We must highlight that regions are unique, and each has its own dynamism, development and spirit. Competition between regions creates an effective national system, but for exporting the Austrian brand, it’s crucial to have a united voice. The trick is to take a holistic approach. Uniqueness and regional autonomy are essential, but our sectors and patrons should be united.
How do you support family businesses in Austria?
Ninety-four percent of businesses in Austria are small and medium sized enterprises (SMEs). We provide facilities, data, statistics, and website support to SMEs developing on our cross-platform economy. We also offer subsidies and aid innovation. When companies create something, we provide the network.
“We were honored to be chosen for the most important conference in the tourism industry.”
Elisabeth Köstinger, Minister of Sustainability and Tourism
Your neighbors Germany and Italy are emblematic tourist destinations. How does Austria’s tourism compare?

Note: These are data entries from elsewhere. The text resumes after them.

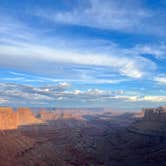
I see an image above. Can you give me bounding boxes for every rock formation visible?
[0,107,19,130]
[0,107,42,130]
[17,108,42,125]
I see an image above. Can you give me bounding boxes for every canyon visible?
[0,107,166,166]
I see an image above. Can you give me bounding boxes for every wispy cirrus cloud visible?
[154,76,166,85]
[0,82,166,107]
[33,0,165,35]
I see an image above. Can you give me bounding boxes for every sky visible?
[0,0,166,111]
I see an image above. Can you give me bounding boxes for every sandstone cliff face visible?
[17,108,42,125]
[0,107,19,130]
[0,107,42,130]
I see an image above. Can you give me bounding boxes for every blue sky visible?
[0,0,166,110]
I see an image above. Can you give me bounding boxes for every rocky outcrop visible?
[0,107,42,130]
[0,107,19,130]
[17,108,42,125]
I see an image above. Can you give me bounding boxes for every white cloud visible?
[114,95,166,103]
[0,40,155,78]
[35,0,153,33]
[154,76,166,85]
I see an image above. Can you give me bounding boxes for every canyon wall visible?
[0,107,42,130]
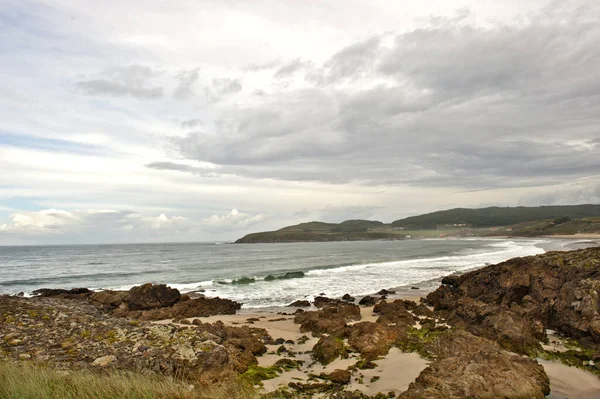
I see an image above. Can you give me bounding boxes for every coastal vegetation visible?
[236,205,600,243]
[0,248,600,399]
[0,361,258,399]
[392,205,600,229]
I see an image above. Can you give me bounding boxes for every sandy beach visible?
[157,286,600,399]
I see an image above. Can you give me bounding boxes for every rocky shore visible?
[0,248,600,399]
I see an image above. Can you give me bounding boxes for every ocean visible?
[0,238,564,308]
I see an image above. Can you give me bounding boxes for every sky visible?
[0,0,600,245]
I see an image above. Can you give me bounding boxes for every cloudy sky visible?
[0,0,600,245]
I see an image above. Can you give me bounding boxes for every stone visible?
[126,283,180,310]
[288,300,310,308]
[442,275,460,287]
[312,335,348,365]
[348,321,398,361]
[92,355,117,367]
[279,272,304,279]
[90,290,128,307]
[358,295,376,306]
[399,330,550,399]
[321,369,352,385]
[342,294,355,302]
[33,288,92,298]
[138,297,242,324]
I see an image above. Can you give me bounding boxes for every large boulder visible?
[399,330,550,399]
[90,290,129,309]
[294,302,361,337]
[348,321,399,361]
[312,335,348,365]
[427,247,600,352]
[138,297,242,320]
[127,283,181,310]
[33,288,93,299]
[373,299,419,326]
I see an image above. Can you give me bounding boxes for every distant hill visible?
[236,205,600,243]
[236,220,404,243]
[392,205,600,229]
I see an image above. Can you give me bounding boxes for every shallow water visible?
[0,239,564,308]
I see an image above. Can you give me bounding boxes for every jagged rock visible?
[134,297,242,323]
[373,299,419,326]
[294,302,361,337]
[90,290,129,308]
[288,300,310,308]
[33,288,92,299]
[348,321,398,361]
[399,330,550,399]
[126,283,180,310]
[427,247,600,352]
[279,272,304,279]
[312,335,348,365]
[321,369,352,385]
[202,345,229,369]
[358,295,377,306]
[442,275,460,287]
[314,296,340,308]
[92,355,117,367]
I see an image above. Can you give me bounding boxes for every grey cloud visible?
[178,90,344,165]
[242,60,281,72]
[212,78,242,95]
[273,59,313,79]
[205,78,242,102]
[76,65,164,99]
[307,36,381,85]
[171,3,600,190]
[519,182,600,206]
[146,162,214,177]
[181,119,204,129]
[173,68,200,100]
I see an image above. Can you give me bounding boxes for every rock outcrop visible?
[399,330,550,399]
[427,248,600,353]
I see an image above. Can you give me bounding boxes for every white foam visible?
[180,239,544,308]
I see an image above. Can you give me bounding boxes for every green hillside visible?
[392,205,600,229]
[236,220,404,243]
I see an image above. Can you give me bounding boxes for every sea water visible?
[0,238,556,308]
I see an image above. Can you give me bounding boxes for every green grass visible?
[0,362,259,399]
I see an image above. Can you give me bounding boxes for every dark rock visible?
[231,277,256,285]
[288,300,310,308]
[314,296,339,308]
[126,283,180,317]
[427,247,600,353]
[90,290,129,309]
[312,335,348,365]
[294,301,361,337]
[442,275,460,287]
[321,369,352,385]
[348,321,398,361]
[342,294,355,302]
[33,288,92,298]
[134,297,242,320]
[358,295,376,306]
[373,299,419,327]
[279,272,304,279]
[399,330,550,399]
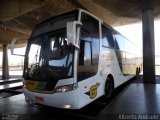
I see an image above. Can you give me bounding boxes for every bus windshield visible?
[24,30,74,81]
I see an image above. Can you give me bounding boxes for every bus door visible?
[77,13,100,102]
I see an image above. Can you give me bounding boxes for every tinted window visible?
[113,33,125,51]
[78,13,100,81]
[102,25,114,48]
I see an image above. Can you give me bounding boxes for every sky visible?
[114,21,160,55]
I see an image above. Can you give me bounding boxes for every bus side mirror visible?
[11,38,28,56]
[67,21,82,49]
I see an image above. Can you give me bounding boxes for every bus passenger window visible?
[102,25,114,48]
[77,14,100,81]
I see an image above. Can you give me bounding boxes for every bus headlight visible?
[56,83,78,92]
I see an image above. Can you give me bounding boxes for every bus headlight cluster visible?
[56,83,78,92]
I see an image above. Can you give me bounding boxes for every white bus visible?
[11,9,141,109]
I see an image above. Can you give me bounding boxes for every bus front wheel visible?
[105,77,114,98]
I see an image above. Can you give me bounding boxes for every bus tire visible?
[105,77,114,99]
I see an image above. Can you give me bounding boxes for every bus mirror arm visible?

Naturally, Germany and Italy are competitors, but they are also partners, especially in mountain regions. We collaborate actively in winter sports. The outstanding air quality is a USP for Austria. Another crucial point is security. With conflict in countries like Egypt and Turkey, many Europeans prefer to holiday in Europe, making Austria more attractive. A safe state is paramount for tourism.
The 17th European Tourism Forum was held in Austria, could you tell us more?
European Union tourism is decentralized, and we focus on working together better. The U.N. General Secretary of The World Tourism Organization highlighted our Master Plan T project as an excellent example of strategic planning in tourism, as it brings all the positive effects of regions and the industry together. As a whole it presents a suitable model for all EU countries. We were honored to be chosen for the most important conference in the tourism industry.
Finally, in our EU presidency, and at the forum, we have negotiated issues with the rest of Europe. We succeeded last week in reaching a collective agreement on the CO2 reduction for cars, and so we now have a responsibility to carry out these initiatives.